Calappa japonica, also known as the Japanese shame-faced crab, is a marine species of box crab in the family Calappidae. Originally found in the waters around Japan, more recently it has been found in Africa, the Red Sea and Western Australia.

==Description==
Calappa japonica is a large crab, and has a yellow and red colouration. The length of carapace is approximately .65 times the width, with a tuberculated surface. Seven sharp teeth are located around the margins of each clypeiform expansion.

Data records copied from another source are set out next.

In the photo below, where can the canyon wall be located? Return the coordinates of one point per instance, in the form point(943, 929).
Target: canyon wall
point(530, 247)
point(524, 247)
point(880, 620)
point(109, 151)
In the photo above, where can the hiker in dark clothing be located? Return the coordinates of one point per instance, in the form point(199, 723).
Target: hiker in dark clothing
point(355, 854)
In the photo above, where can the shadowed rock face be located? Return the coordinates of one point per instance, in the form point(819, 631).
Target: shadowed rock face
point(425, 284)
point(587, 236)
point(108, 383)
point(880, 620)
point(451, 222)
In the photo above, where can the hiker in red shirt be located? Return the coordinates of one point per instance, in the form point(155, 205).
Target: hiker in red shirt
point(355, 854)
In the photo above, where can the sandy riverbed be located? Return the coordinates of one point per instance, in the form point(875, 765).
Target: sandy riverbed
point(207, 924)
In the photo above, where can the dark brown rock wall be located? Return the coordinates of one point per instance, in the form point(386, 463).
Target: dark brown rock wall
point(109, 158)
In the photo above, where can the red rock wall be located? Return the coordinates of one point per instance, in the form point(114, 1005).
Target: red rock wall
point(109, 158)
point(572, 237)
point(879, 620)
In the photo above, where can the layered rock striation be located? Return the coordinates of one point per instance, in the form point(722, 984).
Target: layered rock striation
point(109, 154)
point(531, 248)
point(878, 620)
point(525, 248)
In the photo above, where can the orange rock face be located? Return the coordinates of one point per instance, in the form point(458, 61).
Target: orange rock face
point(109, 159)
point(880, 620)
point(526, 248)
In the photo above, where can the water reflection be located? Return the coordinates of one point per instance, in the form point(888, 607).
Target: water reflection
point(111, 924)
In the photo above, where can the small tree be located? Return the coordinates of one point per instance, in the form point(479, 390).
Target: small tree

==Distribution and habitat==
This species was first discovered in Tokyo Bay, Japan. It is now known to occur in regions as far away as Africa and Western Australia, and lives in waters up to 250 m deep. as well as being found in the Red Sea.

==Behaviour and diet==
This crab is a predator, and feeds on invertebrates such as other crabs, as well as oysters and snails. It has a specially adapted right pincer which it uses to break open snail's shells. There is a large accessory tooth located at the base of the hinged part of the claw located opposite a flat plate on the fixed part, and it uses these as a vice. After breaking open the shell, it uses its left pincer, which is sharper and longer than the right one, and better at picking out the soft tissues. When it is disturbed, it folds its chelae (pincers) in front of its face and retracts its walking legs, forming a compact, well-armoured box-like structure; this defensive stance makes it appear to be embarrassed, and has led to its receiving the name, "shame-faced crab".